Moving on, Steenson champions Cedric Price and his belief in the purpose of technology. Over his life-long practice and teaching, Price developed a vision for an interactive architecture that could ‘learn from and change visitors over time’, exemplified in his famous work with Joan Littlewood the Fun Palace (1964). Drawing from cybernetician and mentor Gordon Pask’s work, Price’s Generator (1976) was another project that propelled the idea that “technology should produce the unexpected”. Generator was an computer-mediated arts retreat in Florida composed of 12x12 cubes that were to be reorganized by its inhabitants based on use. If the computer sensed extended periods of stasis, the ‘boredom program’ would kick in and randomly generate unsolicited feedback, reorganizing the cubes as it pleased.

Similarly, Nicholas Negroponte, the 4th architect Steenson examines, also experimented with computer facilitated environments like his gerbil-machine project SEEK. Negroponte co-founded the MIT Architecture Machine Group in 1967, where he led experiments in early versions of augmented reality, artificial intelligence and gestural and voice interaction. Aspen Movie Map (1978), a google streetview like installation involving a multiple screens and an eames chair rigged with joysticks, was a notable project for setting early goals in the field.

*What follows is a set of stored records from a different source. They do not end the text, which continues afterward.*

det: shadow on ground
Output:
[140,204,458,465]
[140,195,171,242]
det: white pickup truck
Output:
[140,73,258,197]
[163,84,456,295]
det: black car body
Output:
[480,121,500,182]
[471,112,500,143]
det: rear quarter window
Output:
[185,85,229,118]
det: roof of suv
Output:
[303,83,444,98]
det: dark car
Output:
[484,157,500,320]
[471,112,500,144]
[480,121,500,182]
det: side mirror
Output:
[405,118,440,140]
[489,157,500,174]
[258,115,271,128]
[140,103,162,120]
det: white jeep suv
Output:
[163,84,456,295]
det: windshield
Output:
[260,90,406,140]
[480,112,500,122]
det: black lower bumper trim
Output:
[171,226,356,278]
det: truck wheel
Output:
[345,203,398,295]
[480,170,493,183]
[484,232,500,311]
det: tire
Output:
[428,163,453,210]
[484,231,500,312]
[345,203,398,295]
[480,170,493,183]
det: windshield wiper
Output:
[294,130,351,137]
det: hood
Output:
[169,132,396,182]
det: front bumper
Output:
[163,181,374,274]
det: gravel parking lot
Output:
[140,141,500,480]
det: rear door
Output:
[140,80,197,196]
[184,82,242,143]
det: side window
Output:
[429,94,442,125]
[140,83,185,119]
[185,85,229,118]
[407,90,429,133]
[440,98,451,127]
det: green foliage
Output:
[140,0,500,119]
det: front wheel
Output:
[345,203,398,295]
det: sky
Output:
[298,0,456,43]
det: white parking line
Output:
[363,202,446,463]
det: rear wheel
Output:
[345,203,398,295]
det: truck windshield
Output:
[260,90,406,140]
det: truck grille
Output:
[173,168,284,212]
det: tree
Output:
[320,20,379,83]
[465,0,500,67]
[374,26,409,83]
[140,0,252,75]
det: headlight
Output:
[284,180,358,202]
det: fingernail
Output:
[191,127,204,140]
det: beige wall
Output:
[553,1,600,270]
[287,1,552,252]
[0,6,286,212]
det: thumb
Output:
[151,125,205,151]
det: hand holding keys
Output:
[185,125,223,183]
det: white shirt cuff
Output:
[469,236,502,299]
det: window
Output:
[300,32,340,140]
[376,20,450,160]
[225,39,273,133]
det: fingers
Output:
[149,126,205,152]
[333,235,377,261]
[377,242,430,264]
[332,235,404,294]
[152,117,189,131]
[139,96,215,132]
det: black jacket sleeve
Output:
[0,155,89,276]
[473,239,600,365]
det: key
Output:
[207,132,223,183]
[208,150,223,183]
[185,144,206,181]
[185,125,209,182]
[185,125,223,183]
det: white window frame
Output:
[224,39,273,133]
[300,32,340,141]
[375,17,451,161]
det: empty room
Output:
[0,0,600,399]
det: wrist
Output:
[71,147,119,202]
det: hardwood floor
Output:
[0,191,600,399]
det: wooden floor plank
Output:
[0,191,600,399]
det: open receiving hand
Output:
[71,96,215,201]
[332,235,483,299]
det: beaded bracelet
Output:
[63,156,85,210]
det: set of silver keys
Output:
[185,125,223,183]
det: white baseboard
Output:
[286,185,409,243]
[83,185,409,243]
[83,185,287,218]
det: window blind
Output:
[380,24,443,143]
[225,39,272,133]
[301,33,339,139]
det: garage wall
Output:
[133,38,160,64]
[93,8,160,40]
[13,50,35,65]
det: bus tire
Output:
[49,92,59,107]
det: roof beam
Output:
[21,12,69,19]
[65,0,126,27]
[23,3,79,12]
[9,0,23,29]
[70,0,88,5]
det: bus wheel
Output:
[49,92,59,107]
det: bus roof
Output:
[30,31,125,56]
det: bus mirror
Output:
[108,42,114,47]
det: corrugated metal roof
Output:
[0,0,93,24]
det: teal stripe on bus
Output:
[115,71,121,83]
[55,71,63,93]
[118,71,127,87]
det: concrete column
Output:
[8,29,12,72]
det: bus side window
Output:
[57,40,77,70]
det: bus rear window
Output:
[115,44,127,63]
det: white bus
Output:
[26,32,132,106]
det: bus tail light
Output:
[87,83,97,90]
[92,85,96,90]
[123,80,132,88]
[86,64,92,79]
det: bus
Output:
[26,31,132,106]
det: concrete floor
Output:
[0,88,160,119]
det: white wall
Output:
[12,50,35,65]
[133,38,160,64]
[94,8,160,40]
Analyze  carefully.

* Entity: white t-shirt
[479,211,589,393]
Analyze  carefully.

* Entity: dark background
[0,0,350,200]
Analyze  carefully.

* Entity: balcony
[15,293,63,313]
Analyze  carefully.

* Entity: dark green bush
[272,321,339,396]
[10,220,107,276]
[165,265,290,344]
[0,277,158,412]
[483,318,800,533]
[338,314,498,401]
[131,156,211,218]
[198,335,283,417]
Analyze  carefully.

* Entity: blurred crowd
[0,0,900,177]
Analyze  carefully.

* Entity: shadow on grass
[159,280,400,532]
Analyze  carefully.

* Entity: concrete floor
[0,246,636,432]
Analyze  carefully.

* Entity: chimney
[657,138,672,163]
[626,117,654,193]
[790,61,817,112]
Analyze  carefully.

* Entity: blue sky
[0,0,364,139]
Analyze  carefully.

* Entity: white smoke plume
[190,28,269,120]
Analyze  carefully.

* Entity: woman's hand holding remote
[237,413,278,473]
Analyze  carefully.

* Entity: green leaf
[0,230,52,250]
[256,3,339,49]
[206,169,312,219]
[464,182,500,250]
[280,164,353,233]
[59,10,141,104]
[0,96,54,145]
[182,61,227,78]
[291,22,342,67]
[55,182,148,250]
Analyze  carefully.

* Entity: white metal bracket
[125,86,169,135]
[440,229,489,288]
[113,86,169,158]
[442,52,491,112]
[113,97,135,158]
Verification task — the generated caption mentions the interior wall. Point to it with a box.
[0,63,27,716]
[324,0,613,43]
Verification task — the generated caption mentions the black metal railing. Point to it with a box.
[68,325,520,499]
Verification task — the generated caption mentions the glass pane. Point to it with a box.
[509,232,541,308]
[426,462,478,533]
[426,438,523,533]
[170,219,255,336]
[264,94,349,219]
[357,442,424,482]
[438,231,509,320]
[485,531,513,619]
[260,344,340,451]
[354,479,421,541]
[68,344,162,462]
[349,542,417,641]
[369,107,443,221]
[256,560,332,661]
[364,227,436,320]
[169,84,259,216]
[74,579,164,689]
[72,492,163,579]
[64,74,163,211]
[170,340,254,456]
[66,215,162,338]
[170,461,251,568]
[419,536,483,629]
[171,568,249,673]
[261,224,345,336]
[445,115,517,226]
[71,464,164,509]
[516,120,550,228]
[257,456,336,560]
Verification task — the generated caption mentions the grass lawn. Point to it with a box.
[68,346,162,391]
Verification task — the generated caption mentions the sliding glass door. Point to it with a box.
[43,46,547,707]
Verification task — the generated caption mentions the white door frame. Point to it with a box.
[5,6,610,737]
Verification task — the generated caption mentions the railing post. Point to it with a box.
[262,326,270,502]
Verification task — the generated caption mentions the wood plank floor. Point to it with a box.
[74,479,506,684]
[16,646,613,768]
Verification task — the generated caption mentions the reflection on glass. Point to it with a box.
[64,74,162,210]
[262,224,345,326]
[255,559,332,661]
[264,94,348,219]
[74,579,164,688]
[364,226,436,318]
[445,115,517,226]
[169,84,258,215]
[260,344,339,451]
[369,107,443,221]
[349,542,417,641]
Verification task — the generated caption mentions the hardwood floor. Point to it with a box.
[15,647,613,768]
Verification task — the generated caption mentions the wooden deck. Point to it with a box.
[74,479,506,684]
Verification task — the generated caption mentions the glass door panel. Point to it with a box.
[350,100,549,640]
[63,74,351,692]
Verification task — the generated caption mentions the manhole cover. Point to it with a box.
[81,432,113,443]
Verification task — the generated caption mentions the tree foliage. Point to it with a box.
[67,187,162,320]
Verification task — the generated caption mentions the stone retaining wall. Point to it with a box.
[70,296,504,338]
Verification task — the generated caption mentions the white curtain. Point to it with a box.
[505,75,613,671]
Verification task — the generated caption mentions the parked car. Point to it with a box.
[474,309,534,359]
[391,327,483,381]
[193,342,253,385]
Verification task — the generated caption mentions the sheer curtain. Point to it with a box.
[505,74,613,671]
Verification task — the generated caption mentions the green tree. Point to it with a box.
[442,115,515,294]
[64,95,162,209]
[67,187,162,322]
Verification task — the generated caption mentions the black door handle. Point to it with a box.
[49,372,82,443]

They prioritized ‘supreme usability’ in a time when computer environments were often loud and uncomfortable.

Importantly for Steenson, Negroponte equates intelligence to ethics, posing questions at large like: why ask machines to learn? It is also necessary to recognize, however, that military funding from DARPA and ONR, made the lab’s experiments possible and set a general agenda for research. For Steenson, similar complexities exist in our technological ecosystem today, with more and more users, designers, corporations, governments and machines becoming stakeholders. She is deeply critical of the trolley problem as an approach to ethics, preferring Kate Crawford’s idea of interpretability over transparency. Shoring up the theoretical and experimental contributions of thesel four architects, Steenson pushes for a genealogical understanding of our technological past as a wayfinder in an ever entangled human-machine future.